28 Mar 2020 | Paul-Edouard Sarlin1*, Daniel DeTone2 Tomasz Malisiewicz2 Andrew Rabinovich2
SuperGlue is a neural network that matches two sets of local features by jointly finding correspondences and rejecting non-matchable points. It uses a differentiable optimal transport problem to estimate assignments, with costs predicted by a graph neural network. SuperGlue employs an attention-based context aggregation mechanism to reason about the underlying 3D scene and feature assignments. It outperforms traditional heuristics and other learned approaches in pose estimation for challenging indoor and outdoor environments. SuperGlue performs real-time matching on a modern GPU and can be integrated into SfM or SLAM systems. The code and trained weights are publicly available.
SuperGlue is designed to solve the problem of feature matching by finding a partial assignment between two sets of local features. It uses a graph neural network with attention to solve an assignment optimization problem, handling partial point visibility and occlusion. The network is trained end-to-end from image pairs, learning priors for pose estimation from a large annotated dataset. SuperGlue can be applied to various multiple-view geometry problems requiring high-quality feature correspondences.
The SuperGlue architecture consists of an attentional graph neural network and an optimal matching layer. The graph neural network uses self- and cross-attention to create powerful representations, while the optimal matching layer creates a score matrix and finds the optimal partial assignment using the Sinkhorn algorithm. The network is trained to predict the assignment matrix, with loss functions that minimize the negative log-likelihood of the assignment.

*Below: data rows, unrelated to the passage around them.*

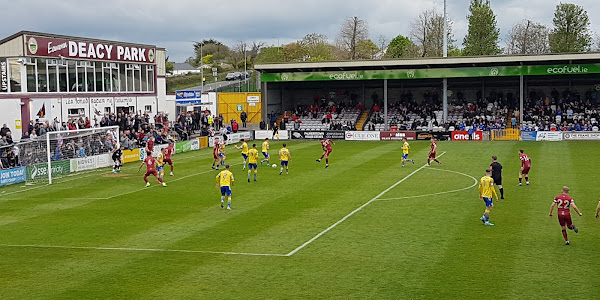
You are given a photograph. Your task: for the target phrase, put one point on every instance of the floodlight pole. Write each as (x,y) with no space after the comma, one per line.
(445,80)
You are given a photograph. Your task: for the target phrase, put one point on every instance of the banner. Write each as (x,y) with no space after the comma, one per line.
(263,134)
(84,163)
(398,135)
(11,176)
(462,72)
(334,135)
(465,136)
(131,155)
(39,171)
(529,136)
(362,135)
(581,135)
(96,50)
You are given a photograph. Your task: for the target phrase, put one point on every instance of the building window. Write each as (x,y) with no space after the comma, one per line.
(14,69)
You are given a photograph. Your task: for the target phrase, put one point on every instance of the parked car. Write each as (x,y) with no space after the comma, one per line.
(231,76)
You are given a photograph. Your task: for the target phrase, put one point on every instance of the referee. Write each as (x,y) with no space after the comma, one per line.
(496,168)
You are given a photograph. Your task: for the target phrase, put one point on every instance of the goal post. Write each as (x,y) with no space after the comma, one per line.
(59,153)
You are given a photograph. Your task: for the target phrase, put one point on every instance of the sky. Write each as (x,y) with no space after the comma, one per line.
(176,24)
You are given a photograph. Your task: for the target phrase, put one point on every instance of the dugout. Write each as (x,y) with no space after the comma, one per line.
(285,85)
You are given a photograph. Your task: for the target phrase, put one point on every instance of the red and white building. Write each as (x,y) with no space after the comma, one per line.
(49,77)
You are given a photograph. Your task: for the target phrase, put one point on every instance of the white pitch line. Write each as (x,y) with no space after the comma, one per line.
(140,250)
(438,193)
(357,210)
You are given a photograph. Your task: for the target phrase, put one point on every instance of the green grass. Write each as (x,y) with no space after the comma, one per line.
(408,246)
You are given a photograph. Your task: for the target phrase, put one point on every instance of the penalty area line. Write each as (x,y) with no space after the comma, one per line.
(140,250)
(314,238)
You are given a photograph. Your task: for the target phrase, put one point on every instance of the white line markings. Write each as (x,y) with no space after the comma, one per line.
(475,182)
(357,210)
(141,250)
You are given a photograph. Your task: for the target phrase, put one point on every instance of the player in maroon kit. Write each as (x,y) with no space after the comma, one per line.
(326,145)
(525,166)
(150,145)
(216,157)
(151,165)
(564,202)
(432,153)
(170,150)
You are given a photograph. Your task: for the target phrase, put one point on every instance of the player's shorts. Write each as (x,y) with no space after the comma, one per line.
(225,191)
(151,172)
(565,220)
(497,180)
(488,202)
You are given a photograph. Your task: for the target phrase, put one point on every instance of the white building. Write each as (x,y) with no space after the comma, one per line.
(46,76)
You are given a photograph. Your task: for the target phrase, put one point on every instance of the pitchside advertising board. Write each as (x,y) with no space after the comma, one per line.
(11,176)
(40,171)
(578,135)
(363,135)
(465,136)
(318,135)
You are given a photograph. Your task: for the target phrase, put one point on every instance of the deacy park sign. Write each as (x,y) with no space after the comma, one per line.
(433,73)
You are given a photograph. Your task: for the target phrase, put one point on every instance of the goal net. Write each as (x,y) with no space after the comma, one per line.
(59,153)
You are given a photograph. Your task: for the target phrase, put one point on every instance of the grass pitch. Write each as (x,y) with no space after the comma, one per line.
(99,235)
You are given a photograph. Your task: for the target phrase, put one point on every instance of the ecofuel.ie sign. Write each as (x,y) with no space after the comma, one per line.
(55,47)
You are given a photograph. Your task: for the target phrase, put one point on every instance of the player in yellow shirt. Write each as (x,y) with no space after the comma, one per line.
(244,148)
(160,162)
(225,181)
(252,161)
(405,149)
(486,190)
(285,157)
(266,152)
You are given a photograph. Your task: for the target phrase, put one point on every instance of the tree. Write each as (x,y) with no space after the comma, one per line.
(528,37)
(314,47)
(351,33)
(402,47)
(366,49)
(427,31)
(270,55)
(483,33)
(571,32)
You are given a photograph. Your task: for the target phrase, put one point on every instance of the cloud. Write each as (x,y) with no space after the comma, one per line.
(176,24)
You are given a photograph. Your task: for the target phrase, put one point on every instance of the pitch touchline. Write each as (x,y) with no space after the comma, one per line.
(141,250)
(357,210)
(438,193)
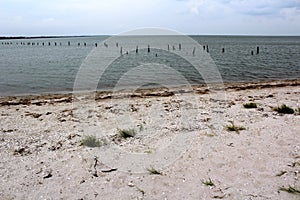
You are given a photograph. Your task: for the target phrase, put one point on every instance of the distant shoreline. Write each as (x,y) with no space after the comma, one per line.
(142,93)
(191,35)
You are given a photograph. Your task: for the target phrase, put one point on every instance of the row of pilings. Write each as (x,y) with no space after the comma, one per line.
(169,47)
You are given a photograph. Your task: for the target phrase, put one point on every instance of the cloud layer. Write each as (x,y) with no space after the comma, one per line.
(65,17)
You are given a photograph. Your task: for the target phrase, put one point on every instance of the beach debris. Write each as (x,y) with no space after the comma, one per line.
(95,173)
(127,133)
(281,173)
(47,174)
(154,171)
(250,105)
(283,109)
(57,146)
(133,108)
(109,170)
(91,141)
(290,189)
(130,184)
(34,115)
(234,128)
(208,182)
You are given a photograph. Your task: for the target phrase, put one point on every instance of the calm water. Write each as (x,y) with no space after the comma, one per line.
(38,68)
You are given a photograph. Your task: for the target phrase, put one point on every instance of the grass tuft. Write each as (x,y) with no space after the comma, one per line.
(235,128)
(127,133)
(281,173)
(90,141)
(208,182)
(154,171)
(290,189)
(250,105)
(283,109)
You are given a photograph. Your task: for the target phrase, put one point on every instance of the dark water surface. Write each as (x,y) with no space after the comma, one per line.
(29,67)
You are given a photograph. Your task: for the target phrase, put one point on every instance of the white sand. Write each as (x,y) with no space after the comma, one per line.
(41,155)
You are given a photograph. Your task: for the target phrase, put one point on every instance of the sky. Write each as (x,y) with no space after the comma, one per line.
(111,17)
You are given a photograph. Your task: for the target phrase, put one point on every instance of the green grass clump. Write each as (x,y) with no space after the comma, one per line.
(154,171)
(208,182)
(250,105)
(235,128)
(283,109)
(290,189)
(127,133)
(90,141)
(281,173)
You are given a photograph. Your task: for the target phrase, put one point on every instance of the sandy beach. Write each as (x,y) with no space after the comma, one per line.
(180,149)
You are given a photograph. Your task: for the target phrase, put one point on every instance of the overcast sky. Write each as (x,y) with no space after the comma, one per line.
(97,17)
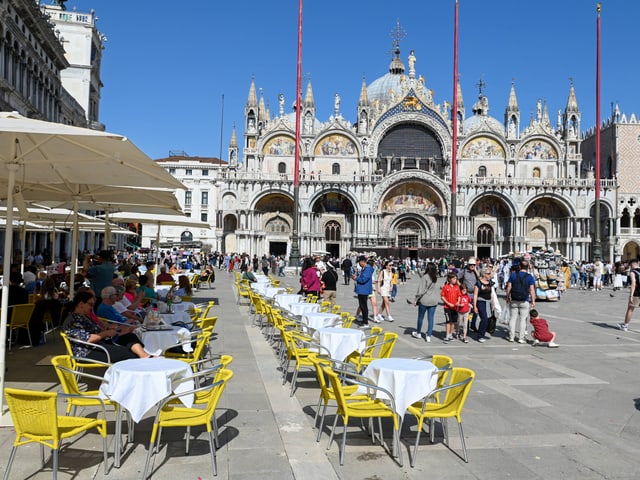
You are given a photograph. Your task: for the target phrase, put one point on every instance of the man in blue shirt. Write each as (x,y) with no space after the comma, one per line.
(364,288)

SuperGlue is equivariant to permutations of keypoints within an image and between images, making it suitable for symmetric problems. It outperforms other methods in homography estimation, indoor and outdoor pose estimation, and visual localization. SuperGlue achieves state-of-the-art results in pose estimation and is efficient, running in real-time on a GPU. It can be combined with any local feature detector and descriptor, working particularly well with SuperPoint. SuperGlue is trained on ground truth matches and can be used with both SIFT and SuperPoint features. It outperforms other methods in terms of precision, recall, and matching score, and is effective in challenging scenarios with repeated texture, large viewpoint changes, and illumination changes. SuperGlue is a major milestone towards end-to-end deep SLAM.SuperGlue is a neural network that matches two sets of local features by jointly finding correspondences and rejecting non-matchable points. It uses a differentiable optimal transport problem to estimate assignments, with costs predicted by a graph neural network. SuperGlue employs an attention-based context aggregation mechanism to reason about the underlying 3D scene and feature assignments. It outperforms traditional heuristics and other learned approaches in pose estimation for challenging indoor and outdoor environments. SuperGlue performs real-time matching on a modern GPU and can be integrated into SfM or SLAM systems. The code and trained weights are publicly available.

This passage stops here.